Der Wiener Norbert Sedlacek kam bei der härtesten Regatta für Solosegler rund um die Welt nach 126 Tagen als Elfter und Letzter ins Ziel. Immerhin: 19 der 30 Starter waren gescheitert.
Fast 300.000 Zuschauer hatten die 30 Starter am 9. November 2008 in Les Sables d'Olonneauf ihre Reise um den Globus verabschiedet. Bei Norbert Sedlaceks Rückkehr war zwar nur noch eine Handvoll Segelfans dabei, doch gefeiert wurde der Wiener wie ein Sieger: Nach 126 Tagen, fünf Stunden, 31 Minuten und 56 Sekunden lief er nach seinem 27.707-Meilen-Trip als Elfter und Letzter ein.
Dennoch hatte der 47-jährige Wiener sein Ziel erreicht: das Ziel, das 19 andere Teilnehmer nicht sahen. Der Rückstand von 42 Tagen auf Sieger Michel Desjoyeaux war angesichts dessen kein Thema.
Es klinge vielleicht seltsam, sagte Sedlacek nach seinem Zieleinlauf, „die letzten Meilen waren die schwierigsten.“ Wetterkapriolen hatten ihn zum Aufkreuzen gezwungen, zudem sei der Druck gewachsen, die 18 Meter lange Jacht ins Ziel zu bringen. „Und beim Andocken an Europa wird der Verkehr immer dichter. Die Kapitäne der großen Schiffe unterschätzen die Geschwindigkeit der Segelboote – im Schnitt 9,15 Knoten.“ Ähnlich anstrengend wie das Finale waren auch jene 400 Meilen in den Doldrums, in denen meterhohe Wellen und orkanartige Böen ihn und sein Boot bedroht hatten.
Die emotionalsten Stunden aber erlebte Sedlacek bei Kap Hoorn. „Es war geradezu mystisch: Ich habe geheult wie ein Kind.“ Die psychische Belastung, nur via Telefon mit der Außenwelt verbunden und auf wenige Quadratmeter begrenzt zu sein, habe sich dabei entladen. Ebenso die Erleichterung, „den Süden bewältigt, nein, überlebt zu haben und doch zu wissen: Es warten noch 8000 Meilen.“ Die Erschöpfung erklärt Sedlacek auch mit den minimalen Ruhephasen: „Vier Stunden pro Tag, höchstens 20 Minuten am Stück“, während deren seine „Nauticsport-Kapsch“ dank des Autopiloten Kurs hielt.
Kollision mit einem Wal
Mit dem „Thema Überlebensangst“, erzählt Sedlacek, „muss man abgeschlossen haben, bevor es losgeht.“ Angst um sein Equipment aber habe ihn ständig begleitet: „Mit dem Boot hast du eine Art Liebesverhältnis. Du kommst nur zu zweit an – oder gar nicht.“
Gefahr drohte einerseits durch Kollisionen: Der Franzose Jean-Pierre Dick musste aufgeben, weil Treibgut sein Ruder beschädigt hatte. Dessen Landsmann Roland Jourdain kollidierte an zweiter Position liegend mit einem Wal. Die dabei schwer beschädigte Kielbombe erzwang sein Ausscheiden.

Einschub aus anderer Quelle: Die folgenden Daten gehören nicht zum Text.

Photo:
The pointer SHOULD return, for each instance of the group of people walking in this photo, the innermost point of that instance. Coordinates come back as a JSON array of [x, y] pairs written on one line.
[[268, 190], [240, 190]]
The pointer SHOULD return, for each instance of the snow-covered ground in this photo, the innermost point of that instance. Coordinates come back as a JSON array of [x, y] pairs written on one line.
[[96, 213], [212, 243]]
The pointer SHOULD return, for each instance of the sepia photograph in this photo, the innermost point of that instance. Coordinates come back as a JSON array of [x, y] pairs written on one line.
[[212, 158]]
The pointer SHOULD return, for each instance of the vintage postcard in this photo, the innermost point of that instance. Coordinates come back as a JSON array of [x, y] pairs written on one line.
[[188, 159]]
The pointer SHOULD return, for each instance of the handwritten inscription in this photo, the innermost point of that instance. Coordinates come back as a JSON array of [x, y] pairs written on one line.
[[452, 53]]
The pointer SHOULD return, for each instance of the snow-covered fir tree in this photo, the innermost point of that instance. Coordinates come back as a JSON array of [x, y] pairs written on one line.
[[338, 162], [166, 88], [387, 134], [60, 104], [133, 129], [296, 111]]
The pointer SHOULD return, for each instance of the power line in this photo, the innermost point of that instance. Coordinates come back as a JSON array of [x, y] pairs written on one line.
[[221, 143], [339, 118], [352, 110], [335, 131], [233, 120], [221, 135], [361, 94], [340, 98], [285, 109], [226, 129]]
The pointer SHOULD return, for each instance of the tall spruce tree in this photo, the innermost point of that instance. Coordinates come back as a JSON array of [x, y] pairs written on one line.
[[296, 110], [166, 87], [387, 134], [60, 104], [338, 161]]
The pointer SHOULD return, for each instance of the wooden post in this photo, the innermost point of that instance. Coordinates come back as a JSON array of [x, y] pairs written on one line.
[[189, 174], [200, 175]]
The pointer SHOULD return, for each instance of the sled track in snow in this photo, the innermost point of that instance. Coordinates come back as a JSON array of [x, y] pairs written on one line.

Andererseits setzten Wind und Wellen dem Material arg zu: Von 30 gestarteten Seglern scheiterten 15 an Mast-, Ruder- oder Takelagenbruch. Übel erwischte es den Franzosen Jean le Cam, der die Kielbombe verlor, kenterte, kieloben dahintrieb und letztlich von einem Konkurrenten gerettet wurde. Auch Sedlacek erlebte mehrfach heikle Momente. Im Pazifik etwa erzwangen Mastprobleme riskante Manöver. Die Gebrechen konnte er aber – so, wie es das Reglement vorsieht – aus eigener Kraft beheben.
Kaum in Les Sables d'Olonne eingelaufen, dachte Sedlacek über neue Projekte nach. Noch mal die Vendée Globe: „Mit konkurrenzfähigem Material – warum nicht.“ Mit seinem 1995 gebautem Boot wäre er bei der Vendée Globe 1996 Fünfter geworden. Diesmal aber war das älteste Schiff des Feldes, das demnächst für rund 250.000 Euro zum Verkauf steht, klar unterlegen.
Bevor sich Sedlacek von seiner „Liebe“ trennen wollte, war ihm erst einmal nach einer ausgiebigen Dusche und frischer Kleidung.